Les protéines à doigts de zinc peuvent être conçues pour cibler spécifiquement des séquences génétiques comme un limier. Après avoir examiné de nombreuses possibilités, l’équipe a trouvé un candidat efficace qui cible spécifiquement PCSK9 dans les cellules hépatiques. Ils ont ensuite lié ce « porteur » à trois fragments protéiques qui collaborent pour méthyler l’ADN.

Les fragments ont été inspirés par un groupe d’éditeurs épigénétiques naturels qui prennent vie au début du développement de l’embryon. Reliques d’infections passées, notre génome contient des séquences virales qui se transmettent de génération en génération. La méthylation fait taire ces « déchets » génétiques viraux, avec des effets qui durent souvent toute une vie. En d’autres termes, la nature a déjà mis au point un éditeur épigénétique durable, et l’équipe a exploité sa solution géniale.

Pour livrer l’éditeur, les chercheurs ont codé les séquences protéiques en une seule séquence d’ARNm de concepteur – que les cellules peuvent utiliser pour produire de nouvelles copies des protéines, comme dans les vaccins à ARNm – et l’ont encapsulée dans une nanoparticule personnalisée. Une fois injectées à des souris, les nanoparticules pénétraient dans le foie et libéraient leurs charges utiles. Les cellules hépatiques se sont rapidement adaptées à la nouvelle commande et ont fabriqué les protéines qui ont arrêté l’expression de PCSK9.

En seulement deux mois, les niveaux de protéine PCSK9 des souris ont chuté de 75 pour cent. Le taux de cholestérol des animaux a également rapidement diminué et est resté faible jusqu'à la fin de l'étude, près d'un an plus tard. La durée réelle pourrait être bien plus longue.

Contrairement à l’édition génétique, la stratégie consiste à frapper et à fuir, a expliqué Lombardo. Les éditeurs épigénétiques ne sont pas restés à l’intérieur de la cellule, mais leurs effets thérapeutiques ont persisté.

En guise de test d’effort, l’équipe a réalisé une intervention chirurgicale provoquant la division des cellules hépatiques. Cela pourrait potentiellement effacer la modification. Mais ils ont découvert que cela durait plusieurs générations, ce qui suggère que les cellules modifiées formaient une sorte de « mémoire » héréditaire.
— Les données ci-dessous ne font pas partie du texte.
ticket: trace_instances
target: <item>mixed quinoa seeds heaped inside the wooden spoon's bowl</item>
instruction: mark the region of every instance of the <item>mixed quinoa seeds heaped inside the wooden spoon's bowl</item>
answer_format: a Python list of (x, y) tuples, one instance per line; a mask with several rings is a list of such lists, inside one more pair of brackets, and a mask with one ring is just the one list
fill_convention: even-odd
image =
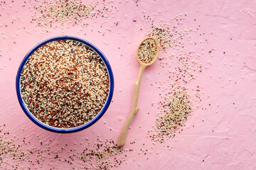
[(151, 62), (156, 56), (156, 42), (148, 38), (139, 46), (138, 57), (143, 63)]

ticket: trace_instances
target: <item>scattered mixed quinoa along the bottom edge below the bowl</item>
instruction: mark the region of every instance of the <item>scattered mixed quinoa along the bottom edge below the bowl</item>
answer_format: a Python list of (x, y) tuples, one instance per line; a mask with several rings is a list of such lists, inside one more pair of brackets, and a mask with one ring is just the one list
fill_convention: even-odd
[[(26, 130), (22, 128), (19, 132)], [(47, 169), (110, 170), (122, 166), (127, 154), (133, 151), (117, 148), (112, 138), (102, 140), (97, 136), (97, 140), (90, 140), (85, 137), (59, 146), (54, 146), (54, 138), (46, 139), (36, 133), (30, 137), (16, 136), (5, 124), (0, 125), (0, 169), (46, 169), (48, 164)]]

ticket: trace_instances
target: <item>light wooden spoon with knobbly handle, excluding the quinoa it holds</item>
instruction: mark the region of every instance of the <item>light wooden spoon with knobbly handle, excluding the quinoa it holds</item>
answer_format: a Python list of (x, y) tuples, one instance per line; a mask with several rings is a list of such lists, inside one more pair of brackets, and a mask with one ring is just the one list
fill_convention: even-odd
[[(141, 60), (139, 60), (139, 54), (138, 53), (139, 53), (139, 47), (141, 47), (142, 42), (144, 42), (147, 39), (154, 40), (155, 45), (156, 45), (156, 55), (154, 56), (153, 60), (151, 60), (151, 62), (144, 63)], [(144, 69), (147, 66), (153, 64), (156, 61), (156, 58), (157, 58), (158, 52), (159, 52), (159, 46), (157, 44), (156, 39), (149, 37), (149, 38), (145, 38), (142, 42), (139, 44), (139, 47), (137, 49), (137, 54), (136, 54), (137, 61), (139, 62), (140, 67), (139, 67), (139, 74), (138, 74), (137, 81), (134, 82), (134, 94), (133, 94), (133, 100), (132, 100), (132, 111), (129, 114), (129, 117), (127, 118), (126, 123), (124, 124), (124, 127), (122, 128), (122, 132), (121, 132), (121, 134), (119, 136), (119, 140), (117, 142), (117, 147), (122, 147), (125, 144), (126, 136), (127, 136), (127, 130), (129, 129), (129, 125), (130, 125), (130, 123), (132, 123), (132, 120), (134, 119), (135, 115), (139, 111), (139, 108), (137, 106), (137, 101), (138, 101), (138, 96), (139, 96), (139, 86), (140, 86), (141, 81), (142, 81), (142, 74), (144, 72)]]

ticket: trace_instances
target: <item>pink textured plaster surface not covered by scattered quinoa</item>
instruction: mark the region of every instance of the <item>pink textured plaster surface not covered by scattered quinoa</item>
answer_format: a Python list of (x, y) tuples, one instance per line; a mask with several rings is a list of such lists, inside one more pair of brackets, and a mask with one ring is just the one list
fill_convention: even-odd
[[(146, 133), (154, 130), (151, 126), (156, 120), (157, 103), (162, 98), (159, 96), (161, 89), (151, 84), (169, 77), (169, 67), (162, 68), (160, 61), (156, 60), (144, 72), (138, 103), (140, 110), (132, 122), (127, 145), (124, 146), (124, 149), (133, 149), (133, 152), (128, 152), (127, 161), (115, 169), (256, 169), (255, 1), (156, 0), (139, 1), (138, 6), (132, 0), (123, 0), (122, 3), (114, 1), (113, 6), (118, 7), (119, 11), (114, 11), (114, 18), (109, 18), (106, 23), (101, 24), (100, 18), (97, 23), (87, 19), (89, 26), (82, 30), (81, 26), (64, 27), (64, 35), (84, 38), (102, 50), (110, 61), (115, 81), (113, 102), (105, 115), (90, 128), (73, 134), (56, 134), (39, 128), (23, 113), (16, 97), (16, 72), (23, 57), (38, 42), (63, 35), (63, 30), (48, 28), (50, 32), (46, 34), (46, 28), (36, 27), (36, 22), (31, 23), (31, 16), (35, 12), (33, 1), (26, 1), (25, 7), (22, 6), (23, 1), (6, 2), (0, 6), (0, 124), (6, 125), (11, 136), (26, 137), (31, 142), (24, 148), (46, 148), (46, 145), (40, 145), (35, 134), (43, 143), (52, 140), (50, 149), (53, 152), (65, 144), (68, 144), (68, 149), (87, 147), (73, 145), (74, 142), (84, 142), (86, 137), (92, 143), (97, 142), (97, 136), (102, 140), (112, 137), (117, 142), (132, 106), (132, 84), (139, 72), (135, 57), (137, 45), (151, 28), (151, 23), (146, 23), (144, 16), (150, 16), (156, 25), (165, 22), (174, 26), (176, 23), (171, 23), (171, 18), (187, 13), (178, 29), (198, 28), (198, 33), (188, 34), (198, 45), (189, 45), (187, 35), (184, 37), (185, 47), (199, 53), (203, 51), (204, 55), (201, 57), (203, 71), (186, 87), (193, 94), (192, 89), (200, 86), (201, 103), (193, 101), (193, 113), (182, 132), (177, 132), (176, 137), (162, 144), (156, 142), (155, 146), (152, 145)], [(102, 1), (99, 6), (102, 6)], [(137, 22), (133, 22), (134, 19)], [(119, 25), (111, 26), (117, 20)], [(105, 35), (102, 36), (98, 30), (106, 31)], [(215, 49), (213, 57), (208, 53), (210, 49)], [(177, 55), (176, 50), (169, 49), (167, 53), (160, 52), (159, 57), (171, 53)], [(169, 63), (171, 68), (178, 66), (174, 59)], [(130, 142), (135, 143), (130, 145)], [(148, 152), (144, 155), (140, 149), (147, 149)], [(67, 152), (61, 157), (68, 156)], [(48, 163), (56, 162), (47, 159), (42, 169), (50, 169), (52, 166)], [(23, 165), (26, 167), (27, 163)], [(69, 169), (71, 166), (60, 163), (58, 167)]]

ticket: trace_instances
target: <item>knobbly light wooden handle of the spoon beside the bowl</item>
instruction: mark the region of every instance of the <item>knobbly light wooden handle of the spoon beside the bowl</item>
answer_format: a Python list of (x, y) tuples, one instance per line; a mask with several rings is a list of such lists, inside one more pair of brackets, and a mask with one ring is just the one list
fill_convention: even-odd
[(121, 134), (119, 136), (119, 140), (117, 142), (117, 147), (122, 147), (125, 144), (127, 130), (129, 129), (129, 125), (132, 123), (132, 120), (134, 119), (135, 115), (139, 111), (139, 108), (137, 106), (138, 96), (139, 96), (139, 86), (141, 84), (142, 74), (143, 74), (145, 68), (146, 68), (145, 65), (140, 64), (138, 78), (137, 78), (137, 81), (134, 82), (132, 110), (131, 110), (131, 113), (129, 113), (129, 117), (127, 118), (127, 121), (125, 122), (124, 127), (122, 128), (122, 132), (121, 132)]

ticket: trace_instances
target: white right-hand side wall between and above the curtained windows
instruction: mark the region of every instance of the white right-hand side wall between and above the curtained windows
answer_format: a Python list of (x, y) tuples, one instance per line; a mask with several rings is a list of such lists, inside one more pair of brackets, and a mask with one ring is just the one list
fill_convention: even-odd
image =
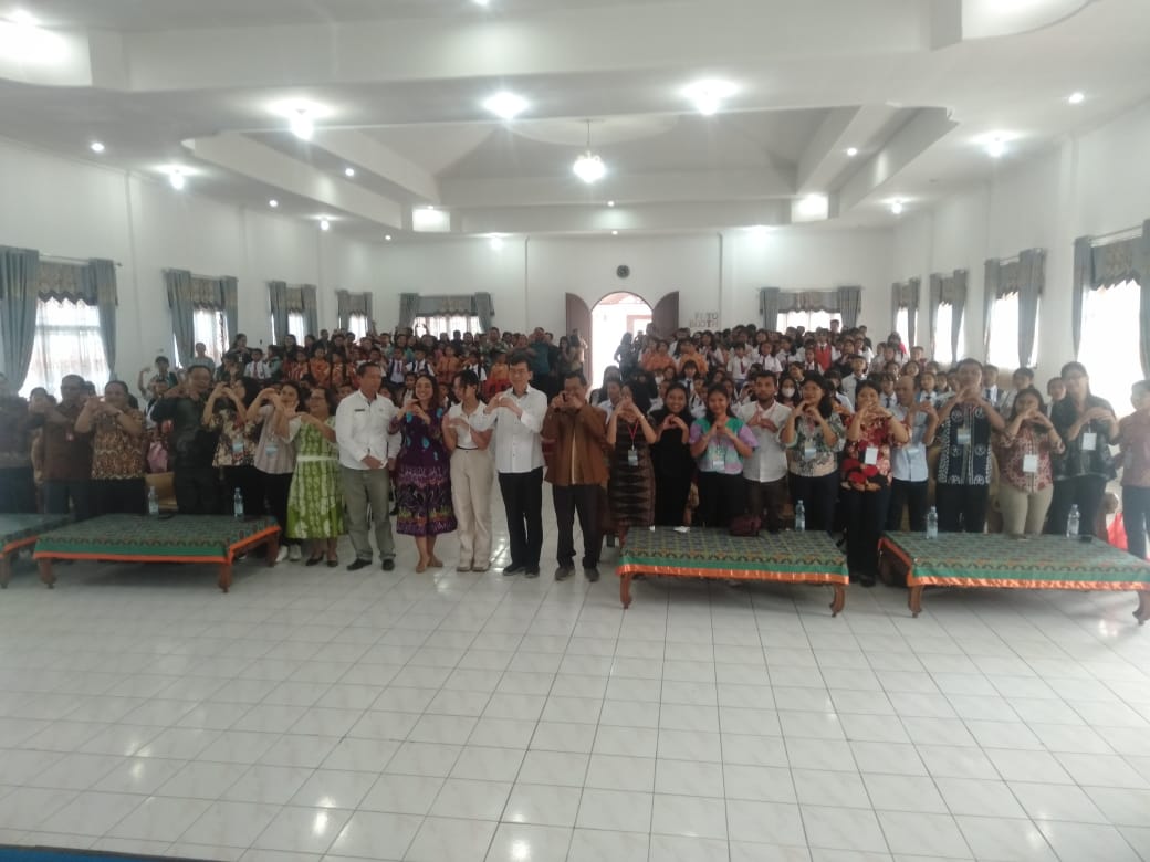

On ne sait pas si ces résultats durables se traduiraient par des humains. Nous avons une durée de vie beaucoup plus longue que celle des souris et pouvons nécessiter plusieurs injections. Des aspects spécifiques de l’éditeur épigénétique doivent également être retravaillés pour mieux les adapter aux gènes humains.

Pendant ce temps, d'autres tentatives visant à réduire les taux de cholestérol élevés grâce à l’édition de bases – un type d’édition génétique – se sont déjà révélés prometteurs dans un petit essai clinique.

Mais l’étude s’ajoute au domaine en plein essor des éditeurs épigénétiques. Une douzaine de startups se concentrent sur la stratégie visant à développer des thérapies pour un large éventail de maladies, avec un déjà en essais cliniques pour lutter contre les cancers tenaces.

Pour autant qu'ils le sachent, les scientifiques pensent que c'est la première fois que quelqu'un démontre qu'une approche ponctuelle peut conduire à des effets épigénétiques à long terme chez les animaux vivants, a déclaré Lombardo. "Cela ouvre la possibilité d'utiliser la plateforme plus largement."